Les services de santé britanniques étant étatisés, ils ne peuvent offrir plus que le budget alloué,
Le système concurrentiel américain est le plus inflationniste car, pour capter la clientèle aisée, les
compagnies doivent surenchérir sur l’étendue de la couverture et la liberté de choix laissée au
malade, et dépenser des fortunes en publicité.
L’Etat français qui est régulateur (à travers la sécurité sociale) et offreur (hôpital) a des leviers de
contrôle mais insuffisants pour empêcher l’inflation des dépenses.
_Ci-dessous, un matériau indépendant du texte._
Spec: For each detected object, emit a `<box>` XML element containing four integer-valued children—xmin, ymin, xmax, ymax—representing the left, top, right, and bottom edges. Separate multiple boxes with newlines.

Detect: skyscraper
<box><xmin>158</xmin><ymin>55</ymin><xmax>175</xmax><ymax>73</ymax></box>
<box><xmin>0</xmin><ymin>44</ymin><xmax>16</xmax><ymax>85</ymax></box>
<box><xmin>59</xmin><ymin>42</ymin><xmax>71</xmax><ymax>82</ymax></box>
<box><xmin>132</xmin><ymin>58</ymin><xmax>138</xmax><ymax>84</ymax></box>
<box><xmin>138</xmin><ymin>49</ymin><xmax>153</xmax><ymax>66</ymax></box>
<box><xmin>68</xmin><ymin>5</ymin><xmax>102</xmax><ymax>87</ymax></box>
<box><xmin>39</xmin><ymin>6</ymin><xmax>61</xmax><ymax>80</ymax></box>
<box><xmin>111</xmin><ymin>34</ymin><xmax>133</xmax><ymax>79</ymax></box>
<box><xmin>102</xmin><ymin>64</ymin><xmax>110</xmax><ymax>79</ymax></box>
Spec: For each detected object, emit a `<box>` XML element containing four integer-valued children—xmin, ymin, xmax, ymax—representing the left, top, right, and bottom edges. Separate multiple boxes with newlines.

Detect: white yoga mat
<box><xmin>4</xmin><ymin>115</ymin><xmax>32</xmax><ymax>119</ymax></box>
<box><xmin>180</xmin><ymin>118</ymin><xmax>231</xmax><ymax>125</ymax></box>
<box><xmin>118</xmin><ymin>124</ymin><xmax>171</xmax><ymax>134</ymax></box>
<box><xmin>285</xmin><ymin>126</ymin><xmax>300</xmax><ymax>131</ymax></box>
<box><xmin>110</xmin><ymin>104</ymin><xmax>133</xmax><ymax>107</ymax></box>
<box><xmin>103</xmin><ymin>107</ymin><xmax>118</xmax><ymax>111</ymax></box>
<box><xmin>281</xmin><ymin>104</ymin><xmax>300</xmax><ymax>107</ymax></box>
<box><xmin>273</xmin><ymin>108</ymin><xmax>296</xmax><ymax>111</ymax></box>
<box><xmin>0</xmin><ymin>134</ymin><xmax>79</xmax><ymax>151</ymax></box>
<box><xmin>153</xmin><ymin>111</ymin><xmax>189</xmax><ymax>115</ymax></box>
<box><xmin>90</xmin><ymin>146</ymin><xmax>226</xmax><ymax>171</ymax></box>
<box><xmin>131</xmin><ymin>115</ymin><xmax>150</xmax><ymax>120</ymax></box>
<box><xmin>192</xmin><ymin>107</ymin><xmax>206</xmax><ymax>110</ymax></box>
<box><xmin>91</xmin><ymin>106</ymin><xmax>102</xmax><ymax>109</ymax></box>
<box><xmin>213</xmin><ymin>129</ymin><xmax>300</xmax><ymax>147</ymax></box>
Dans tous les cas, les méthodes de contrôle sont identiques : limiter la faculté de choix du patient et
plafonner les dépenses par affection ou/et par malade
- déremboursement total ou partiel (ticket modérateur), montant fixe par acte, forfait hospitalier,
pour réintroduire une régulation par le prix ;
- médecin référent pour décider des consultations, analyses et interventions sans laisser le malade
faire lui-même son propre « marché » (France) ;
- limitation du choix : l’assureur devient offreur de soins (Health Maintenance Organizations –
HMO – des compagnies américaines), si l’on accepte de se soigner dans le réseau, la cotisation est
plus faible (cela revient au modèle britannique : le médecin se voit attribué un certain nombre
d’habitants) ;
- fixation d’un budget par affection (Allemagne) ;
- limitation du nombre de médecins (numerus clausus), mais la pénurie de personnel menace.
Extrait 3
Faut-il réduire les dépenses de santé ?
Dans les pays où la santé est une consommation collective, la chasse aux dépenses est présentée comme une évidence, le
débat se réduit à une interrogation apparemment objective : l’effort actuel étant donné, comment dépenser moins ? La
santé étant un « coût », il est par définition souhaitable de réduire. En réalité, la question est entièrement normative : là où
la santé est marchande, le budget qu’y consacrent les ménages est vu comme un débouché, et à ce titre connoté positivement. Par une sorte d’inversion des valeurs, on tend donc à interpréter négativement la hausse des dépenses publiques
(qui seraient des coûts), et positivement celle des dépenses privées (qui seraient des richesses).
En comparant santé et automobile, on découvre une véritable perversion : l’essor de la voiture dont on sait les problèmes
qu’elle pose (accidents, pollution, encombrements) et les coûts tant privés (énorme poids du poste automobile dans le budget des ménages) que publics (santé, équipements, etc.) qu’elle génère, est jugée positivement car elle résulte d’un ensemble de décisions individuelles supposées libres (choix de consommation). Si les choix en matière de santé étaient marchands comme aux États-Unis, on verrait alors que dans leurs « fonctions d’utilité » les consommateurs lui accorderaient
plus de poids qu’à l’automobile. Les choix publics ont pour défaut d’empêcher la révélation des préférences, surtout si
l’on tient compte que l’automobile supprime des emplois, et que la santé en crée massivement, et de haut niveau.
La question devrait être : quel budget pour la santé ? Comment l’utiliser ? La voie publique permet une distribution plus
équitable des soins et un moindre coût, et la privée une meilleure révélation des préférences au prix d’une exclusion par
les prix et d’une inflation de la dépense.